AIOps myths and how to avoid them
Gartner coined the term AIOps in 2016 to refer to the combining of “big data and machine learning to automate IT operations processes, including event correlation, anomaly detection and causality determination.” In the five years since, AIOps has grown leaps and bounds — last year, AIOps was at the peak of the Gartner hype cycle. Given that the ‘trough of disillusionment’ is soon to follow, in this blog post, we talk about what are the common misconceptions about AIOps and how enterprises can leverage the technology to accelerate it to the ‘plateau of productivity’.
Myth #1 AIOps is just better monitoring
Enterprises who already have a complex IT operations monitoring setup believe that AIOps is just another way to do the same thing. The biggest objection as hear is: “But we’re already doing thorough monitoring.” AIOps is a lot more than that.
Monitoring enables visibility; AIOps empowers teams with autonomous remediation. Monitoring tools capture data and, at best, identify anomalies and flag them for the attention of the operations teams. On the other hand, AIOps tools can:
- Make complex correlations
- Identify root cause
- Set dynamic baselines
- Predict incidents
- Implement autonomous fixes
- Prioritize alerts for operations teams to focus on
Myth #2 AIOps implementation needs a complete IT overhaul
Not at all. The fundamental goal of AIOps is in collecting data from across sources and making meaning to prevent future incidents. The better the data, the better the insights and predictions. A good AIOps tool will be able to ingest data from across sources, formats and types. Going above and beyond just metric data, it should bring together logs, topology, past alerts and, most importantly, workload data to make meaningful correlations to enable autonomous remediation.
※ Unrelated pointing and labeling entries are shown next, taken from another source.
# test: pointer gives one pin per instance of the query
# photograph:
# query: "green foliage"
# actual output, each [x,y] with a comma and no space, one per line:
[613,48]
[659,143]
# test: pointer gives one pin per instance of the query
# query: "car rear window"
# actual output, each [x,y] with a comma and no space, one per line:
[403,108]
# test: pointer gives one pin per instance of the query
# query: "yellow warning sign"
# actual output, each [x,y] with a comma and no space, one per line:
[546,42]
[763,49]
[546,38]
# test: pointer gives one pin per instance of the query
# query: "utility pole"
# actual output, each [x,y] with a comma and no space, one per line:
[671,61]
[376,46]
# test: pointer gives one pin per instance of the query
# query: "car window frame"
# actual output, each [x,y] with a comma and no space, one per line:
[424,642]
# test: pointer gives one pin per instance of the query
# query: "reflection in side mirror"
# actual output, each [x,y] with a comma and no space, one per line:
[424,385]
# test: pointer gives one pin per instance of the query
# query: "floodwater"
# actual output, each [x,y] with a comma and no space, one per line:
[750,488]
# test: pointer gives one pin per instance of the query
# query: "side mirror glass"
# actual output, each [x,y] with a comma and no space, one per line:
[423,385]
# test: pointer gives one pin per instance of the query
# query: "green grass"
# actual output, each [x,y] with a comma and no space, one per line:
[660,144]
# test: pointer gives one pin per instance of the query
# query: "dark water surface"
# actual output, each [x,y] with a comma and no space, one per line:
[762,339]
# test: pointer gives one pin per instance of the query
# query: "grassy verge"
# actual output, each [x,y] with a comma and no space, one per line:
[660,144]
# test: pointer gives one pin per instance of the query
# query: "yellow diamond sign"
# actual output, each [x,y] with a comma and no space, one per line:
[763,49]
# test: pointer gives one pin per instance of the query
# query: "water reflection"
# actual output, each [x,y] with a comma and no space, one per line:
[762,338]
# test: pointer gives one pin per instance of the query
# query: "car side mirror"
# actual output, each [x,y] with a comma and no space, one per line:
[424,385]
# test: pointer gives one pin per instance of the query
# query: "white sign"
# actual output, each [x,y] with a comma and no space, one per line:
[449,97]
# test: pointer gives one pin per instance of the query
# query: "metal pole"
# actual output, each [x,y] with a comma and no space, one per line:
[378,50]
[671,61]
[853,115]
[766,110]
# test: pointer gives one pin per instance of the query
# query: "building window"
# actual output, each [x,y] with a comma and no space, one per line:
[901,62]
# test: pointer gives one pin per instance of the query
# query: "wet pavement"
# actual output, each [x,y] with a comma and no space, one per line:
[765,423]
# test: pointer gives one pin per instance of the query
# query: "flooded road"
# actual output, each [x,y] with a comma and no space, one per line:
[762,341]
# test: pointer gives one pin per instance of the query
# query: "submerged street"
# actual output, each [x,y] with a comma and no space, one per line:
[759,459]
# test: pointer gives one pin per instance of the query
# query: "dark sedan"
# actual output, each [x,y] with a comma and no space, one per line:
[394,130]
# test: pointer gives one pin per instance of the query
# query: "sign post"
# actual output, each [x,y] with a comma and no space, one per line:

To do this, the AIOps tool must be able to integrate with a wide range of data sources. This can be done using agents/bots who mimic human action/processes to gather data from all relevant sources. Or, you can also use connectors, if your application landscape is mature and can support API-driven data ingestions.
Myth #3 AIOps is a setup and sit back solution
Well, yes and no. Most AIOps tools today are advanced and feature rich. Once you implement them and integrate them, your operations burden is likely to reduce almost immediately. However, like all artificial intelligence, AIOps too gets better with data and experience. The incremental ROI that enterprises can drive from their AIOps solution can be significant.
Myth #4 AIOps will replace IT teams
At least not for a long time to come. In our view, what AIOps is transforming is not what humans are bad at, but what’s impossible for humans to do. For instance, going through every single piece of data about application performance to identify anomalies is not a task for the human brain. Neither is processing every single alert to see if they would cause an incident in the future. AIOps is great at this large scale data-crunching and pattern recognition. It is also effective at predicting incidents and running remediation.
However, long-term IT operations strategy, experimentation, innovation etc. are still the forte of humans. What AIOps does is eases the IT team’s burden from data processing to innovate. Enterprises can free their teams off mundane tasks to build innovative solutions for their customers. In a way, AIOps can play a crucial role in taking IT to the business table.
Myth #5 AIOps adoption will mean hiring new data scientists and AI/ML engineers
The AIOps market today has several fully functional products, once implemented, can work independently. Especially if you choose SaaS-based solutions, the implementation, maintenance, upgrades etc. are entirely managed by the AIOps provider themselves. This means that the enterprise does not need data science, artificial intelligence or machine learning skills in-house to make AIOps a success.
Myth #6 AIOps is good-to-have
In 2022, we believe that this will be the most damaging misconception. As the digital world expands rapidly, the scale and complexity of the IT landscape will make it impossible for operations teams to handle everything on their own. A combination of myriad monitoring tools adds to the stress of alerts. Ops teams end up spending inordinate amounts of time evaluating false alarms, often making the situation seem bleaker than it really is. This also means that some important alerts go unnoticed — alert fatigue is a thing, of course — doing precious little to prevent/remediate the performance issues these monitoring tools were set up to do.
To run a robust and high-functional IT system, enterprises need AIOps. You need the scale of an intelligent solution to process big data, identify patterns, predict problems and resolve them autonomously. You need systems that can go beyond basic pattern recognition to perform advanced workload-behavior correlation to get to the root of real issues. You need AIOps to navigate the uncertain and demanding future.